Education and New Interpretation
The Teachers’ College for the Promotion of Handicrafts still teaches students to sew Hedebo Embroidery. Greve Museum provides lesson material to the Danish Public School System, thus guaranteeing that today’s kids can try out their strengths with these historical embroideries. Hedebo Embroidery has been a kind of mediator between Danish folk culture and the corresponding folk cultures which Danes of a different ethnical heritage have brought to Denmark.Today’s Danish designers are still inspired by Hedebo Embroidery. We have examples of pottery and chairs which undoubtedly are inspired by “Udklipshedebo”. Textile designer, Jytte Harboesgaard, has renewed the expression of Hedebo Embroidery in works which were shown at Greve Museum. The museum’s Christmas tree of 2007 was decorated with Hedebo Embroidery ice crystals sewn by the museum’s study group.

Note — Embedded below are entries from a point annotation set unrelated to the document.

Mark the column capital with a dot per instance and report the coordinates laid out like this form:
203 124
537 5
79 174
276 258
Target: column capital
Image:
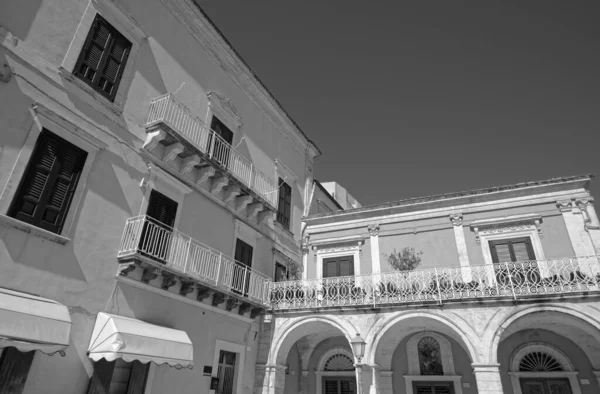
373 229
456 219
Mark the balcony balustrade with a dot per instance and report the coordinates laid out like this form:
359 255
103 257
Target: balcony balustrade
177 254
515 280
206 145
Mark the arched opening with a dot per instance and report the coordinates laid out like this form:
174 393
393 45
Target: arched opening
422 352
548 352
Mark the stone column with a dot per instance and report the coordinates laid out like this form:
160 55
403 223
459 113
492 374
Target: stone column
461 246
487 377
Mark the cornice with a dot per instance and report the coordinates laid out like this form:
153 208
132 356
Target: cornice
199 25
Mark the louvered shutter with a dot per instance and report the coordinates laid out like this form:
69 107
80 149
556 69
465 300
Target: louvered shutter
100 381
51 178
14 368
103 58
137 379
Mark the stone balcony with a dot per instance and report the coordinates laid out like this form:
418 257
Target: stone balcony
180 142
570 276
158 255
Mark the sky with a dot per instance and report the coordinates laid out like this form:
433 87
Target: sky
413 98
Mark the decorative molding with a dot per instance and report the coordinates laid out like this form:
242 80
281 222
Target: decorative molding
223 108
456 219
373 229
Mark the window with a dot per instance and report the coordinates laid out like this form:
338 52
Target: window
103 58
285 204
14 368
226 372
118 377
511 250
281 273
338 266
49 182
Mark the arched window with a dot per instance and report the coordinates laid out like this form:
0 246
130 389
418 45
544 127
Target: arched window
430 356
539 362
339 362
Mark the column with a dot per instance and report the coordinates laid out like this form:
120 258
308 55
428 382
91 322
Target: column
461 246
487 377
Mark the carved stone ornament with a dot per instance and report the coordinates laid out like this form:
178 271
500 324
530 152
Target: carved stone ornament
456 219
373 230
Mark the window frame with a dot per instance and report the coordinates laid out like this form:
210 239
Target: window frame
116 35
46 118
284 217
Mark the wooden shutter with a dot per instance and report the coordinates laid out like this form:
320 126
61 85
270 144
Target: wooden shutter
103 58
101 378
138 377
50 180
14 368
162 208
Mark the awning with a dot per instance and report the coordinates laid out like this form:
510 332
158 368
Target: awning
130 339
29 322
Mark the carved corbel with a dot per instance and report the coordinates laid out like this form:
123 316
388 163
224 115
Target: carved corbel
218 184
244 307
188 164
172 151
168 281
149 274
218 299
203 293
186 288
254 209
231 193
204 174
153 138
242 202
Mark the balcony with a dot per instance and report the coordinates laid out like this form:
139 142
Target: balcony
508 281
182 142
176 261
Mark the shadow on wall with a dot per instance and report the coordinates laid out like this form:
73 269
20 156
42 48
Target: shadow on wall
19 16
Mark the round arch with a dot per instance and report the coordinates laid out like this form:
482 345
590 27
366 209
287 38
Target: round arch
305 326
435 323
576 319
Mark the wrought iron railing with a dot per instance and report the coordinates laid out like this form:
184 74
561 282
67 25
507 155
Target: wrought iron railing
167 109
144 236
505 280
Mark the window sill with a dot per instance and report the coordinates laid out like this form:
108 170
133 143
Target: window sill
112 107
9 222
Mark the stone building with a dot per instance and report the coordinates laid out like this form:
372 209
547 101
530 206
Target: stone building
497 292
151 188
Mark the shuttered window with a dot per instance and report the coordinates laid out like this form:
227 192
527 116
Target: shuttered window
285 204
511 250
47 188
14 368
226 372
103 58
118 377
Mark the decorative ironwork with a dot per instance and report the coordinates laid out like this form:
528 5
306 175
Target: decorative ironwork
539 362
506 280
339 362
430 356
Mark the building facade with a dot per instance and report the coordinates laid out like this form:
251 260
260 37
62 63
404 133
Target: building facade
152 188
482 292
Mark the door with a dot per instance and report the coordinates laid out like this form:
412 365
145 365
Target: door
433 388
339 385
520 252
157 232
545 386
338 291
243 261
220 147
226 372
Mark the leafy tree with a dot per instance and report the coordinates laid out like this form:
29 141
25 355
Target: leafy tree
406 259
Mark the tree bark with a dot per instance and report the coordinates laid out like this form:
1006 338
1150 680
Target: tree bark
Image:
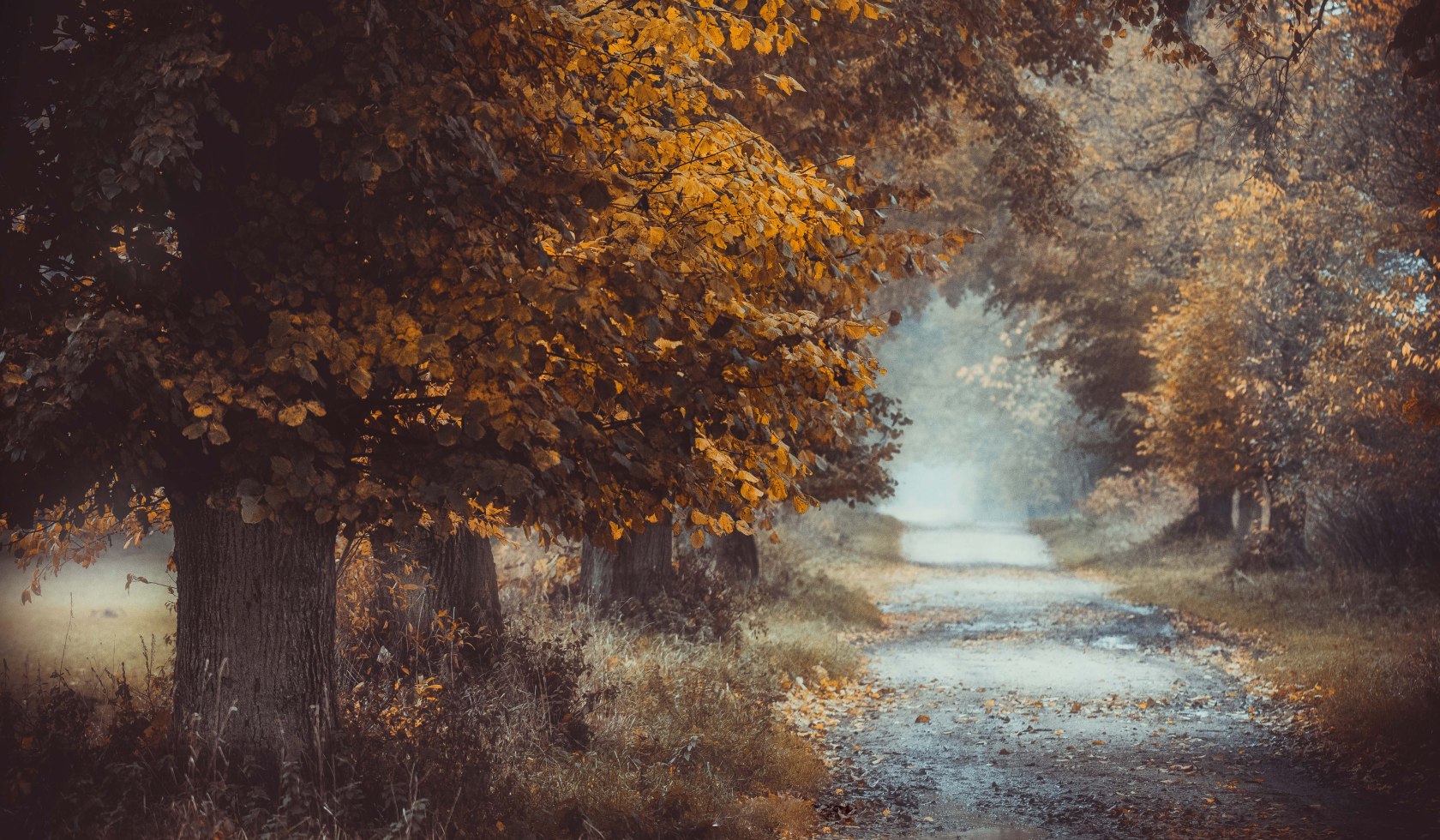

And these are just some of the fresh interpretations Greve Museum knows about.
Foreign Interest
Around the world women’s groups are sitting and stitching Danish Hedebo Embroidery. In 2000 an exhibition showing Hedebo Embroidery collars became the reason for textile designer Jytte Harboesgaard being invited to teach Hedebo Embroidery in New Zealand. In 2003 the Dutch magazine, Handwerken zonder Grenzen, wrote about Danish Hedebo Embroidery. The year after, a Japanese book on Danish Hedebo Embroidery was published, and the Japanese magazine Scandinavian Style visited Grave Museum and wrote about the museum and Hedebo Embroidery. In Kyoto, Japan the ”Yuki Pallis Museum” exhibits Danish Hedebo Embroidery.
Travelling Exhibition
Since its opening in 1988, Greve Museum has conducted research into Hedebo Embroidery from both a cultural history and a craftsmanship point of view. This has resulted in the presentation of new and old perspectives on Hedebo Embroidery in books, articles and exhibitions. The exhibition “Hedebo Embroidery – A World of Variations” fulfils the wish to continue the museum’s dissemination of this beautiful part of the cultural heritage of this region of Denmark. And at the same time we wish to give other museums in Denmark and abroad the opportunity to show their audience Hedebo Embroidery, which was once claimed to be the real Danish people’s art, inspired by a long European tradition of white embroidery.